La chaîne d'alimentation est souvent en rupture de stocks entre deux commandes et souhaiterait en recevoir davantage. « Ça part très vite. Il y a une réelle demande, confirme la porte-parole de Metro, Geneviève Grégoire. C'est un produit vraiment différent, faut dire. Il faut y avoir goûté pour comprendre. Elle est juteuse. »

Vu l'engouement pour son produit, La Frissonnante ne parvient pas à répondre à la demande.

Ses clients, dont certains grands restaurants montréalais, vont s'arracher les 300 tonnes de fraises qu'elle compte produire cette année.

« On ne produit pas assez présentement pour honorer toutes les commandes qu'on a, donc on coupe un peu chaque client pour en donner au plus de gens possible », explique Joël Lalancette.

Coûts énergétiques élevés

Même si c'est un créneau prometteur, moins de 10 producteurs cultivent des fraises de serre au Québec et seule La Frissonnante est en activité pendant les mois les plus froids.

La facture énergétique élevée, qui fait grimper les coûts de production, n'est pas étrangère à la situation.

Contrairement à la majorité des producteurs en serre, Joël Lalancette bénéficie d'un tarif préférentiel d'Hydro-Québec pour l'éclairage de ses installations. Il peut ainsi réduire de moitié sa facture d'électricité.

« On parle d'un coût d'éclairage de 50 000 $ à 60 000 $ par mois. Si on n'avait pas de tarif préférentiel, on devrait payer de 100 000 $ à 120 000 $ par mois, ce qui fait une énorme différence sur les revenus nets à la fin de l'année », explique-t-il.

Ce tarif n'est toutefois offert qu'aux plus grands producteurs, qui ont une puissance à facturer d'au moins 400 kilowatts.

Seule une dizaine d'entreprises sur un total de 700 sont en mesure d'en profiter, selon le Syndicat des producteurs de serre.

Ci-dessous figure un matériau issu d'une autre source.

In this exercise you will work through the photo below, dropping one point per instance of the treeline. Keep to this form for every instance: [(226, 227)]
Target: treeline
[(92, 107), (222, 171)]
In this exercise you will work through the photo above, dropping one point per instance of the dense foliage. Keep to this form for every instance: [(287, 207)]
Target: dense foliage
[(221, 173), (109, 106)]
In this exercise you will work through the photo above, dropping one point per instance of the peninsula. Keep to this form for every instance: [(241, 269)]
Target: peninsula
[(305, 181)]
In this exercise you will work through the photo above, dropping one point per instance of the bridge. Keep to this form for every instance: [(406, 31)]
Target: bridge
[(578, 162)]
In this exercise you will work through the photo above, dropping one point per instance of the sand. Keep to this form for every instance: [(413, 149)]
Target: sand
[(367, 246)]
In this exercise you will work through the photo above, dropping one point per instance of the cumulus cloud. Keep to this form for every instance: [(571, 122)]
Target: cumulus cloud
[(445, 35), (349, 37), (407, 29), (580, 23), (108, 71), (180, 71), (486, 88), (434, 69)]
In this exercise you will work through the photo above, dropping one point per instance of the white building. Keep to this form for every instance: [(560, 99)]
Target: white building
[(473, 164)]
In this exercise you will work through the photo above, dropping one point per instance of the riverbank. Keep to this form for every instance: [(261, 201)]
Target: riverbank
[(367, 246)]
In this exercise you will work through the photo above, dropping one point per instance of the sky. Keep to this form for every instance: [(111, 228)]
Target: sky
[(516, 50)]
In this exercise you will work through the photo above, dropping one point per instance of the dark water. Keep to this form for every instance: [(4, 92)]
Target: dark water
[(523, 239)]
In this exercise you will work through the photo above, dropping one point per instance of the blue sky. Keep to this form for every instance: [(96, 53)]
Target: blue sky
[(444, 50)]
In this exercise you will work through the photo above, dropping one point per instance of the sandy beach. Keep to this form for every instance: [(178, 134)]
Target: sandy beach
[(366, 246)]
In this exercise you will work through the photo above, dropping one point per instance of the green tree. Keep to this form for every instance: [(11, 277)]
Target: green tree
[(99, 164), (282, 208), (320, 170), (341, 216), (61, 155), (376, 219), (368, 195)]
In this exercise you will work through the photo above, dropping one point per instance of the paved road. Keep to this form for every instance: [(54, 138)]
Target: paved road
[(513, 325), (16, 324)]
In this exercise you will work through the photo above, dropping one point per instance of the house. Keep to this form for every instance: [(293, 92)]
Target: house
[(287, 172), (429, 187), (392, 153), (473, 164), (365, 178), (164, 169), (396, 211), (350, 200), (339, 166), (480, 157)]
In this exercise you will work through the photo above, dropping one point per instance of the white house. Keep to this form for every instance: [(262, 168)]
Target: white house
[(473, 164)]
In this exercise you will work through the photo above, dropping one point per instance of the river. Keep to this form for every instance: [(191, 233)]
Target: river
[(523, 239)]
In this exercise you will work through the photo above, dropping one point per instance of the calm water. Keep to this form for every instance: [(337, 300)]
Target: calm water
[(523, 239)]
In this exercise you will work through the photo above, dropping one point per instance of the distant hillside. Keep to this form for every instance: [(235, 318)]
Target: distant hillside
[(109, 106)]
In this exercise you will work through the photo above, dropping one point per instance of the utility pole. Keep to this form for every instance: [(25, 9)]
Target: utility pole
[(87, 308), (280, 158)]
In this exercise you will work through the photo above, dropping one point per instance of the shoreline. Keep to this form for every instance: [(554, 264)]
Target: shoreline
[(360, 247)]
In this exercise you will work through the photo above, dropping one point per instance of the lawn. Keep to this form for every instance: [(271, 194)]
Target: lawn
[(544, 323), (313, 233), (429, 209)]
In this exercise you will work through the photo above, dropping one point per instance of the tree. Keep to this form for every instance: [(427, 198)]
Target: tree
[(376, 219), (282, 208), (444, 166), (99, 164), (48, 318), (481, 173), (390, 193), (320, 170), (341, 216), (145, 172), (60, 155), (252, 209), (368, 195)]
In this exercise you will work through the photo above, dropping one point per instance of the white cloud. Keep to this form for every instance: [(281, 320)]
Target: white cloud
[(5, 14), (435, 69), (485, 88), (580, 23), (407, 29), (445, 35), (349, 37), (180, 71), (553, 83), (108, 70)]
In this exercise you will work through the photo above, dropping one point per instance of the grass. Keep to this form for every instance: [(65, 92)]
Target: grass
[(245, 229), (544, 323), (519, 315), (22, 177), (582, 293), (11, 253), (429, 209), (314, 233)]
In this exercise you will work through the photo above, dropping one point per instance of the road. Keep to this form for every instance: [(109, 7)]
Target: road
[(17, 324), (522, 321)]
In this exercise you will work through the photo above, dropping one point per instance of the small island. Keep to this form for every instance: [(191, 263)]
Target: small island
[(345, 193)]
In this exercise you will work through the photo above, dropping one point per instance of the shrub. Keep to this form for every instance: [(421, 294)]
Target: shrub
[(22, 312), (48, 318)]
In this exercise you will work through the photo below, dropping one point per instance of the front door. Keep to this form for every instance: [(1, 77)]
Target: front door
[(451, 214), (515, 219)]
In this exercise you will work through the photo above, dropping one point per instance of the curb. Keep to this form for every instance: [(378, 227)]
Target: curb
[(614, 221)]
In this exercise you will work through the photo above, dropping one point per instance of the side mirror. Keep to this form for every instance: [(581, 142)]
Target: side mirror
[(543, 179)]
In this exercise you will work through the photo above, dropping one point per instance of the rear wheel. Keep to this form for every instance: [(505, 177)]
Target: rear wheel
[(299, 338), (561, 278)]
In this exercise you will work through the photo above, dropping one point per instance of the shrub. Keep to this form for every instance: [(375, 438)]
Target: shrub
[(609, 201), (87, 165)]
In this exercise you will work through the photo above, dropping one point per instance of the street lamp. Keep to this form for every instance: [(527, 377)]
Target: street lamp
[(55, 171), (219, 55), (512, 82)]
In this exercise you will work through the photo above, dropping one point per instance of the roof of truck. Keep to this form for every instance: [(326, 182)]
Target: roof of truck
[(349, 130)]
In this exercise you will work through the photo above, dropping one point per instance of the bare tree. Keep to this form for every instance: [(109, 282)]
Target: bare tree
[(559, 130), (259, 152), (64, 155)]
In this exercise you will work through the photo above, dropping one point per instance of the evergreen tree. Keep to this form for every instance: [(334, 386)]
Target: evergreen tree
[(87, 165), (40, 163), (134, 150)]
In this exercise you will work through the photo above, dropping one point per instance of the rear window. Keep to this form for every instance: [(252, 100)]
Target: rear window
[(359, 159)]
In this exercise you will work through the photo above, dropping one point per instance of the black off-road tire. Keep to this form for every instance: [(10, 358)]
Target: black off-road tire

Un tarif privilégié pour les petits producteurs aussi

À l'heure où le Québec nage dans les surplus d'hydroélectricité, l'organisation estime que le seuil devrait être abaissé à 100 kW de puissance à facturer pour permettre aux plus petits producteurs en serre d'en bénéficier.

« Ce qu'on veut, c'est travailler avec Hydro-Québec pour mettre en place un tarif qui permettrait vraiment de rejoindre les besoins de nos producteurs pour prendre de la place sur le marché. À l'heure actuelle, on pourrait facilement doubler la production de serre au Québec dans le légume », croit le président du Syndicat, André Mousseau.

Pour l'instant, le gouvernement du Québec n'a pas l'intention d'abaisser les tarifs d'électricité pour les producteurs en serre, qu'il estime comparables à ceux offerts en Ontario et en Colombie-Britannique.